My first cup of really fresh, unique, and delicious coffee was a French roast blend brewed in a French press, (oui, oui). That distinctive dark, bittersweet, slightly charred taste served as my benchmark for all that was good and right in a cup of coffee. After a while, I came to realize most good French roast coffee tastes dark, bittersweet, and slightly charred. Dark roasted coffee is like comfort food - it is good, simple, and predictable.
One day I decided I had settled on what was comfortable long enough. I boldly filled the bag provided by my grocer with four ounces of his best Moka Java beans. The description below this exotic name promised a delicious blend of light and bright and dark, full bodied coffee. The result in the cup was eye opening. I started learning about coffee trying to find out what was going on with this blend.

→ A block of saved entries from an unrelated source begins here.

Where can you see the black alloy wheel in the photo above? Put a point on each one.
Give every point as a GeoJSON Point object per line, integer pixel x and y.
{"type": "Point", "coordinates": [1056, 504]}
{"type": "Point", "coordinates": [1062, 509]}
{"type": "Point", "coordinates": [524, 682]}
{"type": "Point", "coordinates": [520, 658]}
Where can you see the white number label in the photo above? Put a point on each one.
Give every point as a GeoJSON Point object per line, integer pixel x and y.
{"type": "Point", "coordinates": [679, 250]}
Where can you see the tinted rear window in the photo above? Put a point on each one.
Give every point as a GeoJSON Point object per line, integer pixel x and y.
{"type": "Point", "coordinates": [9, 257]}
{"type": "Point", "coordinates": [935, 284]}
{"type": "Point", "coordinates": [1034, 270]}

My quest landed me in East Africa - in spirit at least. I took a leap of faith the next time I pushed my shopping cart past the bean bin and filled my bag with four ounces of Kenya AA - light roast - along with another sample of the Moka Java. I hurried past the French roast, pretending I did not see those dark, oily, and oh so comforting beans. The Kenya AA was more than eye opening - this was a true revelation! I actually tasted the dark currant and chocolate notes in the finish! Coffee suddenly became exotic and exciting.
From these humble beans the seed was planted that grew into my current coffee obsession. Light and medium roast coffee highlighting the uniqueness of the bean rewards those who are willing to move out of their comfort zone and into the light (roast, that is...) Ethiopian? Sure - I'm in. Is it natural or washed? It *does* matter. Rwanda anyone? How about Tanzanian or Burundian, or Costa Rican, or Bolivian, or Brazilian, or Colombian, or Sumatran? The list of good coffee - single estate or micro-lot - is huge with a multitude of roasters offering this large variety to feed my need.
Thanks to ROASTe, I don't stop by my grocer's bean bin very often, but sometimes nostalgia hits me and I lift the lid on the French roast bean bin and - for old time's sake - stop and smell the coffee.